It closed its borders to most foreign nationals and agreed with the United States this week to close their shared border
Canada will turn back asylum seekers who walk over the US-Canada border, Prime Minister Justin Trudeau said on Friday, as economic damage from the coronavirus outbreak intensified and a ban on non-essential travel across the world's longest undefended border was set to come into effect.
More than 500,000 applications for Canadian unemployment benefits were made so far this week, versus just under 27,000 in the same week last year, Trudeau said. The monthly number of unemployment insurance claims last year averaged 239,000.
"This is of course an unprecedented situation and it is putting a lot of pressure on our system, but we're on it," he told reporters outside his house, where he has been in isolation since his wife tested positive for the virus last week.
Air Canada, the country's largest carrier, said on Friday it will temporarily lay off more than 5,100 employees.
The jobless claims indicate an unemployment rate over the next two months "probably the likes of which we have not seen in the post-war era," said Bank of Montreal Chief Economist Douglas Porter.
The Bank of Canada on Friday said it would take additional measures to help ensure financial markets continue operating smoothly "given the rapidly evolving uncertainty".
Canada's tally of reported cases of the COVID-19 respiratory illness caused by the coronavirus has surpassed 1,000, along with 12 deaths.

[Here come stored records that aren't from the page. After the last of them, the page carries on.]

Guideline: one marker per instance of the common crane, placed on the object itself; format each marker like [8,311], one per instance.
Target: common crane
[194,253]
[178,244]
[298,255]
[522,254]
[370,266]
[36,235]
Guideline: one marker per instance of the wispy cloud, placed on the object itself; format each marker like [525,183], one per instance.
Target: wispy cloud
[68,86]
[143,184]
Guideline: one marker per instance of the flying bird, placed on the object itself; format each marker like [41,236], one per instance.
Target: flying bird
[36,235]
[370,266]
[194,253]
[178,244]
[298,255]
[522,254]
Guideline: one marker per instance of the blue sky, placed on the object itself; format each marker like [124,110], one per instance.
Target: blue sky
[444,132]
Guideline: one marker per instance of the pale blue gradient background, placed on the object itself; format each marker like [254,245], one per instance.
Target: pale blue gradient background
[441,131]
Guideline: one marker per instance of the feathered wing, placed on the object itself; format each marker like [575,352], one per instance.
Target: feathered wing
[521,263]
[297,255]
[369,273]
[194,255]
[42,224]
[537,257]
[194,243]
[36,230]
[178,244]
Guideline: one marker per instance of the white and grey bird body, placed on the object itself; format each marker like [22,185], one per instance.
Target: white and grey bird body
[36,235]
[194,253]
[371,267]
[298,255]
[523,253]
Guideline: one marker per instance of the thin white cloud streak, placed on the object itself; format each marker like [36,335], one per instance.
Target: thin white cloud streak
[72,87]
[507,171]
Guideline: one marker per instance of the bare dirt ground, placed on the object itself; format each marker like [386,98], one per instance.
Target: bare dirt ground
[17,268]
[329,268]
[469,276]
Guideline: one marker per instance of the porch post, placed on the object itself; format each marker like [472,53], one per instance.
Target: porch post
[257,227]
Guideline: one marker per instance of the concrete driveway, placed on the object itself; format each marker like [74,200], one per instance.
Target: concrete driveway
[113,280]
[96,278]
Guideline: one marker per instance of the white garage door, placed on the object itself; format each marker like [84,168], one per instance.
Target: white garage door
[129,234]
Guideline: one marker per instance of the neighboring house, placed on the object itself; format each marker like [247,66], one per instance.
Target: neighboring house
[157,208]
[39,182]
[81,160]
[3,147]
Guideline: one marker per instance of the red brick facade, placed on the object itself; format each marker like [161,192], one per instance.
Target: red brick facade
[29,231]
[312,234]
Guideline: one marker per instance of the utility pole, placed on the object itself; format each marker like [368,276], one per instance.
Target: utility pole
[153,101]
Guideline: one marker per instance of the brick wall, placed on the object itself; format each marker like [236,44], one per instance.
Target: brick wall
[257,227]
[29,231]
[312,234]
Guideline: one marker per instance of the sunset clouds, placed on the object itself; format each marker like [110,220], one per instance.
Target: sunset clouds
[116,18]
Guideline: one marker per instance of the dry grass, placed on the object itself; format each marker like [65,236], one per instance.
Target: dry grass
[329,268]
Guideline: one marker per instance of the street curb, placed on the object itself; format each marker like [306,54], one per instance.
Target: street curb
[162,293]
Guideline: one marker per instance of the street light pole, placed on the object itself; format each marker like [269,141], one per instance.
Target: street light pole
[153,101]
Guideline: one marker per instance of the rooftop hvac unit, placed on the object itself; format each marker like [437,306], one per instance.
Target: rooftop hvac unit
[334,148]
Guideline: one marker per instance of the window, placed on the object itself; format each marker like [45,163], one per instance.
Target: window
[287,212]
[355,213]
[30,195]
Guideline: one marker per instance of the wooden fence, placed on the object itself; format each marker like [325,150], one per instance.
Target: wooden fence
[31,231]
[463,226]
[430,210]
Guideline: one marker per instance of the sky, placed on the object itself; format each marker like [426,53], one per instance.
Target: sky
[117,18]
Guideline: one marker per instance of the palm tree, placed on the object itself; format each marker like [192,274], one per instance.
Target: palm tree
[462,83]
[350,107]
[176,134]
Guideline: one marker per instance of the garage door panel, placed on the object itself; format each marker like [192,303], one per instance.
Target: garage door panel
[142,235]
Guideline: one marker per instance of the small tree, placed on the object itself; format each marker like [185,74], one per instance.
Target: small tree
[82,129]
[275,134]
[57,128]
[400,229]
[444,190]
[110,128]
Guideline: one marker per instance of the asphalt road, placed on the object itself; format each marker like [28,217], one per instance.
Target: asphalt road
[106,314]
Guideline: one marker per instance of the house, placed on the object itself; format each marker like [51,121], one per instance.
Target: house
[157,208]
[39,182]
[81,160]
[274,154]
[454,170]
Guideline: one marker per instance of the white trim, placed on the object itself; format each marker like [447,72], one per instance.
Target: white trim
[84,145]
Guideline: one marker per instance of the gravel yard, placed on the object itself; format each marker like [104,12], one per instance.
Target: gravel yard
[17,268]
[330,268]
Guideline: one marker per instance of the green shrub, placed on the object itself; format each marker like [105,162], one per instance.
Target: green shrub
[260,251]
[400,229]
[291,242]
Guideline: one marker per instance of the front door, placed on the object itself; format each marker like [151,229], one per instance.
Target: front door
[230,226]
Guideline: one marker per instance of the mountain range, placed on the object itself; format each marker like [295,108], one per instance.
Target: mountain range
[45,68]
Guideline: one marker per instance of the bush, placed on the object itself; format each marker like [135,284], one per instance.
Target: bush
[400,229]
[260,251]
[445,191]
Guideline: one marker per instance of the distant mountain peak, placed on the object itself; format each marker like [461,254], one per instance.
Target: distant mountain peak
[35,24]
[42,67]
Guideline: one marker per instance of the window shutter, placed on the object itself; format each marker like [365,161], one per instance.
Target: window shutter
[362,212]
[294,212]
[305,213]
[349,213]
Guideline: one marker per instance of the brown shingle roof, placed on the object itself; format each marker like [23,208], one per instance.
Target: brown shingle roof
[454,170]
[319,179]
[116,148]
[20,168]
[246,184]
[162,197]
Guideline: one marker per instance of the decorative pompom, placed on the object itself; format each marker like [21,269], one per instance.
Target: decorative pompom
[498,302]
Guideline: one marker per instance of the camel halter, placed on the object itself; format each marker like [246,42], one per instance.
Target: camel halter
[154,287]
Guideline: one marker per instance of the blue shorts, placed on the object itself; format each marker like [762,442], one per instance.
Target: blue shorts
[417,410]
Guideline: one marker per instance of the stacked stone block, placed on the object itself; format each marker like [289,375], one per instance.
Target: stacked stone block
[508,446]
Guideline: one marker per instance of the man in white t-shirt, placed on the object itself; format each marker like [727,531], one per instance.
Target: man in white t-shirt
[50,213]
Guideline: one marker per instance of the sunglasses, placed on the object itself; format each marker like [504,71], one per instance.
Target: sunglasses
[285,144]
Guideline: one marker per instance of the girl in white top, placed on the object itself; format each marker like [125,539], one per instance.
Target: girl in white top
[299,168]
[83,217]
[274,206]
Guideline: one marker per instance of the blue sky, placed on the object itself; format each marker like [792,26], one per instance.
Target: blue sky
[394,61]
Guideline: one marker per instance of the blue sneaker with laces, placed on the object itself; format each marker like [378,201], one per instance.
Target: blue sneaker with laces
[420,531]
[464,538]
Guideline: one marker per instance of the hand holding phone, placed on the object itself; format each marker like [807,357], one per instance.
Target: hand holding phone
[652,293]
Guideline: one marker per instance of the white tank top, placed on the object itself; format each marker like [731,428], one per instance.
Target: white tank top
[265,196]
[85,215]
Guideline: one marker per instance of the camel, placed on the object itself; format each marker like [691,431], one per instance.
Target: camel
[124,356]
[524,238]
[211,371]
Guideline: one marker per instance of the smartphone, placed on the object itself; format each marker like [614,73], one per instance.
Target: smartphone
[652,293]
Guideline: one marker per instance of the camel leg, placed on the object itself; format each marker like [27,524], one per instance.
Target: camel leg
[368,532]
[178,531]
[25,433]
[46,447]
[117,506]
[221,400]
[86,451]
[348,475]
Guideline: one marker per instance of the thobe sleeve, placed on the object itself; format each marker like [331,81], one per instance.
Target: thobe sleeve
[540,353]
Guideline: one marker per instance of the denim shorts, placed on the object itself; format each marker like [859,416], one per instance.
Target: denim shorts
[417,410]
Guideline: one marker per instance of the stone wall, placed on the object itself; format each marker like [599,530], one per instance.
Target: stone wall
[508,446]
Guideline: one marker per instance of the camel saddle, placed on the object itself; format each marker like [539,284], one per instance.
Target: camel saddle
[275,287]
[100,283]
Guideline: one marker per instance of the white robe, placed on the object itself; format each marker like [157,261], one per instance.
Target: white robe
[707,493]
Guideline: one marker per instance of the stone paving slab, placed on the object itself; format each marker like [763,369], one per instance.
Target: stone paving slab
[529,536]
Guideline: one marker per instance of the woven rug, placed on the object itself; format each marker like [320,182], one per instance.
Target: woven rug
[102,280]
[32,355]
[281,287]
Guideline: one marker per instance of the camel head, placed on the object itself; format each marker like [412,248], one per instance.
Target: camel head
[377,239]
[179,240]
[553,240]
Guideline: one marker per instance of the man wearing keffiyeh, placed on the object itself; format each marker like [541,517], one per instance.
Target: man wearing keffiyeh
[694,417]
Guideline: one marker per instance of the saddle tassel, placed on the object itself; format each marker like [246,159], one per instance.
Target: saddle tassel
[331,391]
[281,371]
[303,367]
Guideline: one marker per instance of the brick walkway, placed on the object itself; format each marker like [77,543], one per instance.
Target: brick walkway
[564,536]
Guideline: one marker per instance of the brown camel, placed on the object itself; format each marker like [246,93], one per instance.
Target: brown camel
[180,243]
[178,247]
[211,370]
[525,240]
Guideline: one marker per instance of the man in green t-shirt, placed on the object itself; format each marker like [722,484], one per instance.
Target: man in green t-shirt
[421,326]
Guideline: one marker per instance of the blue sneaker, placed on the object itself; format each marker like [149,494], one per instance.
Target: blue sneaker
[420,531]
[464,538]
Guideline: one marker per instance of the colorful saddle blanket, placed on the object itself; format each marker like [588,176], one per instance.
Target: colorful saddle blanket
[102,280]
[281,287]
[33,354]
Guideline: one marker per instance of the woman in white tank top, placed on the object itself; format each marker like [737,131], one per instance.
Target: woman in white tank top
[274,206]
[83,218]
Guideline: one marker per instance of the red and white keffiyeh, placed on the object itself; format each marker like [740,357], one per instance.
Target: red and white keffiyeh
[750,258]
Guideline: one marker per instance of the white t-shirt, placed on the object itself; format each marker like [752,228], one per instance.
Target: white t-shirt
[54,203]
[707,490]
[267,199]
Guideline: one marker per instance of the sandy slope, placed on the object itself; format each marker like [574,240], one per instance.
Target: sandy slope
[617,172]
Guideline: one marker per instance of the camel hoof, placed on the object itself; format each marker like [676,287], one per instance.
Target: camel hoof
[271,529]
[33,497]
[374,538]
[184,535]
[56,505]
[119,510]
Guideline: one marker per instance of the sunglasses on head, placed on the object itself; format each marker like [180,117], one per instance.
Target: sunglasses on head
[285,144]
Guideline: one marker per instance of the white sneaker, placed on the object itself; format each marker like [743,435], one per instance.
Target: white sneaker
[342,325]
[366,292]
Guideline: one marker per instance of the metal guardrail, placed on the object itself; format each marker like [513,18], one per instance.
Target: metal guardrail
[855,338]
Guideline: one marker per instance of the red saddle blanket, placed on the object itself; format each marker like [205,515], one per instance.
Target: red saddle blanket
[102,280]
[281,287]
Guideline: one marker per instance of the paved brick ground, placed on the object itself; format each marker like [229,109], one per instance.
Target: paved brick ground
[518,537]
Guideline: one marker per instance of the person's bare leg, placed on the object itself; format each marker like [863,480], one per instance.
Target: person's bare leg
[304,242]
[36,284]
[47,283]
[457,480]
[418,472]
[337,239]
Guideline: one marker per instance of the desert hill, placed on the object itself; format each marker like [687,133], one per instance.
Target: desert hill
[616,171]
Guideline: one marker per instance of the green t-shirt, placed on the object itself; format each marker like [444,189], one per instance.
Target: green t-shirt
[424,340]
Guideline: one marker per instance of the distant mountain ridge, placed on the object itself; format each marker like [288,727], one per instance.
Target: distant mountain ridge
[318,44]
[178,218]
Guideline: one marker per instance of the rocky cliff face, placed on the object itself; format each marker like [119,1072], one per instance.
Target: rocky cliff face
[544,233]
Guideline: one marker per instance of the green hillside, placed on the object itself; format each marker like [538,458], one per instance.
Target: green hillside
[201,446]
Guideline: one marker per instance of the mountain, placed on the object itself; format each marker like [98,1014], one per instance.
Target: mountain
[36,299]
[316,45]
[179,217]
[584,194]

It closed its borders to most foreign nationals and agreed with the United States this week to close their shared border. A notice from the US Homeland Security Department (DHS) said restrictions will begin at 11:59 p.m. EDT Friday and last until April 20.
Trudeau said the measure to return asylum seekers who walk into Canada outside official border stations was a temporary one to protect the health of Canadians during the coronavirus outbreak.
Thousands have illegally crossed the Canada-US border to file refugee claims in recent years, spurred by tougher US immigration policies under President Donald Trump's administration.
The Canadian Council for Refugees said it was "shocked" at the decision to turn back migrants.
As the border deadline approached, traffic was already snarled on some crossings early on Friday owing to stepped-up screening measures by the Canada Border Service Agency.
In a relief for Canada's agriculture sector, temporary foreign workers are exempt from the restrictions.
Trudeau's government has pledged C$27 billion ($18.6 billion) in support, which could blow out the fiscal deficit and lead to higher government borrowing by nearly 40%, according to Reuters calculations.